What is ML? – Part 3: Hardware conversion of convolutional neural networks - 31 May 2023 - Altron Arrow

Editor's Choice

What is ML? – Part 3: Hardware conversion of convolutional neural networks

31 May 2023 Editor's Choice AI & ML

By Ole Dreeson, staff engineer, field applications,www.analog.com.

AI applications require massive energy consumption, often in the form of server farms or expensive field programmable gate arrays (FPGAs). The challenge lies in increasing computational power, while keeping energy consumption and costs low. Now, AI applications are seeing a dramatic shift enabled by powerful intelligent edge computing.

Compared to traditional firmware-based computation, hardware-based convolutional neural network acceleration is now ushering in a new era of computational performance with its impressive speed and power. By enabling sensor nodes to make their own decisions, intelligent edge technology dramatically reduces data transmission rates over 5G and Wi-Fi networks. This is powering emerging technologies and unique applications that were not previously possible. To examine how these capabilities are made possible, this article explores the hardware conversion of a CNN with a dedicated AI microcontroller.

Artificial intelligence microcontroller with ultra-low power convolutional neural network accelerator

The MAX78000 is an AI microcontroller with an ultra-low power CNN accelerator, an advanced system-on-chip. It enables neural networks at ultra-low power for resource-constrained edge devices or IoT applications. Such applications include object detection and classification, audio processing, sound classification, noise cancellation, facial recognition, time-series data processing for heart rate/health signal analysis, multi-sensor analysis, and predictive maintenance.

Figure 1 shows a block diagram of the MAX78000, which is powered up to 100 MHz by an Arm Cortex-M4F core with a floating-point unit. To give applications sufficient memory resources, this version of the microcontroller comes with 512 kB of flash and 128 kB of SRAM. Multiple external interfaces are included such as I2Cs, SPIs, and UARTs, as well as the I2S which is important for audio applications. Additionally, there is an integrated 60 MHz RISC-V core. The RISC-V copies data from/to the individual peripheral blocks and the memory (flash and SRAM), making it a smart direct memory access (DMA) engine. The RISC-V core pre-processes the sensor data for the AI accelerator, so the Arm core can be in a deep sleep mode during this time. If necessary, the inference result can trigger the Arm core via an interrupt, and the Arm CPU then performs actions in the main application, passes on sensor data wirelessly, or informs the user.

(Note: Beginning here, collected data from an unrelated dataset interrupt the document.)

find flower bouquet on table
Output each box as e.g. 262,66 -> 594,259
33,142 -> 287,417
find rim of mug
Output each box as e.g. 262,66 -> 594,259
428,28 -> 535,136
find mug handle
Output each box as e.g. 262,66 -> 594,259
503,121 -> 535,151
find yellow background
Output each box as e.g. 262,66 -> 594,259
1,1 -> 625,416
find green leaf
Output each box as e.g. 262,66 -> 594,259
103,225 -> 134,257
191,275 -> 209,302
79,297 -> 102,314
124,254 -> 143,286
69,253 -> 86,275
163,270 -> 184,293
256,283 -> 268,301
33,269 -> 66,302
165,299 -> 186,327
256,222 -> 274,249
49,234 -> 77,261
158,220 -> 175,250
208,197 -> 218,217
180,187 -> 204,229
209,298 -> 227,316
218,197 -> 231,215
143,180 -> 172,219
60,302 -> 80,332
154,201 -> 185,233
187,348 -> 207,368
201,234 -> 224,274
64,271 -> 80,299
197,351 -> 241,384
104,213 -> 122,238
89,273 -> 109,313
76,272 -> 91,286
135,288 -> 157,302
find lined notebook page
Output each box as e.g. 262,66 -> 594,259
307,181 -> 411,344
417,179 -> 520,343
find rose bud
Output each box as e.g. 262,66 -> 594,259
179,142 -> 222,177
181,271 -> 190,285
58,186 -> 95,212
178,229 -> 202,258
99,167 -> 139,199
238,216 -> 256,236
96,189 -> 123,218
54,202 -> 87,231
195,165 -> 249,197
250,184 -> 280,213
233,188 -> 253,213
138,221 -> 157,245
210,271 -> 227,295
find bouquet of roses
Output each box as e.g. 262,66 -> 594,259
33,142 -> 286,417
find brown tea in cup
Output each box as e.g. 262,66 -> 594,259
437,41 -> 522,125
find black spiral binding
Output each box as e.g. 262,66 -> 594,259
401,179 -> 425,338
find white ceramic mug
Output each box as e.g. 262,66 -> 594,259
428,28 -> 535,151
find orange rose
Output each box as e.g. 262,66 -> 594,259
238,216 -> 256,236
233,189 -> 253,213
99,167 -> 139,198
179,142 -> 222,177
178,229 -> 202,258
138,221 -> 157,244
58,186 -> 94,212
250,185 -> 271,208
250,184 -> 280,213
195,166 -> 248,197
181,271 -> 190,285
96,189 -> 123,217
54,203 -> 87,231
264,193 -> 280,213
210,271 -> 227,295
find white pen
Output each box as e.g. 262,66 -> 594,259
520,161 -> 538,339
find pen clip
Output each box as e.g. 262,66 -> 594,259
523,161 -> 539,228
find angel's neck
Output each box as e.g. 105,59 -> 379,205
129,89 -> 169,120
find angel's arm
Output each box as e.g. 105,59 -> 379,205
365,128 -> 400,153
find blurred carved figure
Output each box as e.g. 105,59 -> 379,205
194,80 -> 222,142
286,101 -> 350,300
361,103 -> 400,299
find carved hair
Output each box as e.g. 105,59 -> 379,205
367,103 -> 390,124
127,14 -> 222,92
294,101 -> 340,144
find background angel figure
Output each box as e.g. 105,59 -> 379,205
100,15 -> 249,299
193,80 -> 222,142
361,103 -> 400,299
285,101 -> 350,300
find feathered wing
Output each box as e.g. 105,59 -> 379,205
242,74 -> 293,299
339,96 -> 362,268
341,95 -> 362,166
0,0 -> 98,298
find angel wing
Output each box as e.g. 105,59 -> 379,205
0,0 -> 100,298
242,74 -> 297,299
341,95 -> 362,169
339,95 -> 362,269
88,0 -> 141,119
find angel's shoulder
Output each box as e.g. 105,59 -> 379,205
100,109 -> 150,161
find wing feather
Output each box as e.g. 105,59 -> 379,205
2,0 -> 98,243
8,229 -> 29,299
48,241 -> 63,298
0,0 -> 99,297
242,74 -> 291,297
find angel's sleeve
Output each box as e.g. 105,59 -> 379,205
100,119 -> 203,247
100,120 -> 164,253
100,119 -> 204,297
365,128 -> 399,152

Figure 1. MAX78000 block schematics.

A hardware accelerator unit for performing inference of convolutional neural networks is a distinct feature of the MAX7800x series of microcontrollers, which sets it apart from the standard microcontroller architecture and peripherals. This hardware accelerator can support complete CNN model architectures along with all the required parameters (weights and biases). The CNN accelerator is equipped with 64 parallel processors and an integrated memory, with 442 kB for storing the parameters and 896 kB for the input data. Because the model and parameters are stored in SRAM memory, they can be adjusted via firmware, and the network can be adapted in real time.

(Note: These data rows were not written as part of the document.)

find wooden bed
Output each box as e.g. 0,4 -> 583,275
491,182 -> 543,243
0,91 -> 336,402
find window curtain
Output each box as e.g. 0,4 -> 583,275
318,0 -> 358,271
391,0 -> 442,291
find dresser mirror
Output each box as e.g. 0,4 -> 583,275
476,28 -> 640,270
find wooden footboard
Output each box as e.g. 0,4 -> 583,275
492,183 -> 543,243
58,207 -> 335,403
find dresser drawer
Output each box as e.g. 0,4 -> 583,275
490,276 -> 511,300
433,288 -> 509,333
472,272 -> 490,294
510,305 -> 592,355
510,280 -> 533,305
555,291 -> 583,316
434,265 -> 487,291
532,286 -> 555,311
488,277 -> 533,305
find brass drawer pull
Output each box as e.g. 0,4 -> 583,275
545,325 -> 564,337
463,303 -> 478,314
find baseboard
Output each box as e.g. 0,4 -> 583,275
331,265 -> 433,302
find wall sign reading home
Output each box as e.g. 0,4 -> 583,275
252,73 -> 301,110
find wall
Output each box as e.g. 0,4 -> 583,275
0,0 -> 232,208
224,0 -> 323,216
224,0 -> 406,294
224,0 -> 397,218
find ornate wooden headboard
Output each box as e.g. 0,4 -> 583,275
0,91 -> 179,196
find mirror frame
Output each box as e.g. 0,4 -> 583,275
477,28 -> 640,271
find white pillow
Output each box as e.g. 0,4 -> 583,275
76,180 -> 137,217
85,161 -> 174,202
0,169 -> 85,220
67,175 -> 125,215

Depending on whether 1-, 2-, 4-, or 8-bit weights are used in the model, this memory can be sufficient for up to 3,5 million parameters. Because the memory capabilities are an integral part of the accelerator, the parameters do not have to be fetched via the microcontroller bus structure with each consecutive mathematical operation. This activity is costly due to high latencies and high power consumption. The neural network accelerator can support 32 or 64 layers, depending on the pooling function. The programmable image input/output size is up to 1024 x 1024 pixels for each layer.

CNN hardware conversion: energy consumption and inference speed comparison

CNN inference is a complex calculations task comprising large linear equations in matrix form. Using the power of Arm

Cortex-M4F microcontrollers, CNN inference on an embedded system’s firmware is possible; however, there are certain drawbacks to consider. With firmware-based inference running on microcontrollers, energy and time are heavily consumed because the commands needed for calculation, along with associated parameter data, need to be retrieved from memory before intermediate results can then be written back.

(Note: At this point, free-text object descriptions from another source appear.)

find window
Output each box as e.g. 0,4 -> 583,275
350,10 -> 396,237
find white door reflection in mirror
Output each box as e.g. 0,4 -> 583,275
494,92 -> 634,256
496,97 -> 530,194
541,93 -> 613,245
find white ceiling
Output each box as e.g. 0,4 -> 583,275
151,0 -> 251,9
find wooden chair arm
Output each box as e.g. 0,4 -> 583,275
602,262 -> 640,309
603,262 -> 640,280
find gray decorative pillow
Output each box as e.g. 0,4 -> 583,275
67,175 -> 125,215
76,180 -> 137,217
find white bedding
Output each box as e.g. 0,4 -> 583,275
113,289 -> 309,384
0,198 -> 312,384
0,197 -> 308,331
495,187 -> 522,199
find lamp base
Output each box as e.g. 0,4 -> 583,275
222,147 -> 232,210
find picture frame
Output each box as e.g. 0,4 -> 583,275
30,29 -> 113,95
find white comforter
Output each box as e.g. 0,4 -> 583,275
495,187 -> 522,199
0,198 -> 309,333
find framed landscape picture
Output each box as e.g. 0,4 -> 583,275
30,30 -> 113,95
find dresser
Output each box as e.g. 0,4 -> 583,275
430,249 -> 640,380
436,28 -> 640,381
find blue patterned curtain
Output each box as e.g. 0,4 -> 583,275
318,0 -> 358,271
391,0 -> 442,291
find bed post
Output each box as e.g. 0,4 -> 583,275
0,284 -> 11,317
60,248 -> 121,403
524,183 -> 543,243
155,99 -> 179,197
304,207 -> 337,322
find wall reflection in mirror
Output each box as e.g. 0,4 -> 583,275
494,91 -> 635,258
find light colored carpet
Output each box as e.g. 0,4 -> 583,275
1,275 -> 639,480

Table 1 presents a comparison of CNN inference speed and energy consumption utilising three different solutions. This example model was developed using MNIST, a handwritten digit recognition training set, which classifies digits and letters from visual input data to arrive at an accurate output result. The inference time required by each processor type was measured to determine differences between energy consumption and speed.

Table 1.

These data illustrate the power of hardware-accelerated computation.Hardware-accelerated computing is an invaluable tool for applications unable to utilise connectivity or a continuous power supply. The MAX78000 enables edge processing without the demand for large amounts of energy, broadband internet access, or prolonged inference times.

Example use case for the MAX78000 AI microcontroller

The MAX78000 enables a multitude of potential applications, but let’s examine the following use case as an example. The requirement is to design a battery-powered camera that detects when a cat is in the field of view of its image sensor, and consequently enables access to the house, via a digital output through the cat door.

Figure 2 depicts an example block diagram for such a design. In this case, the RISC-V core switches the image sensor on at regular intervals and the image data is loaded into the CNN powered by the MAX78000. If the probability of a cat recognition is above a previously defined threshold, the cat door is enabled. The system then returns to standby mode.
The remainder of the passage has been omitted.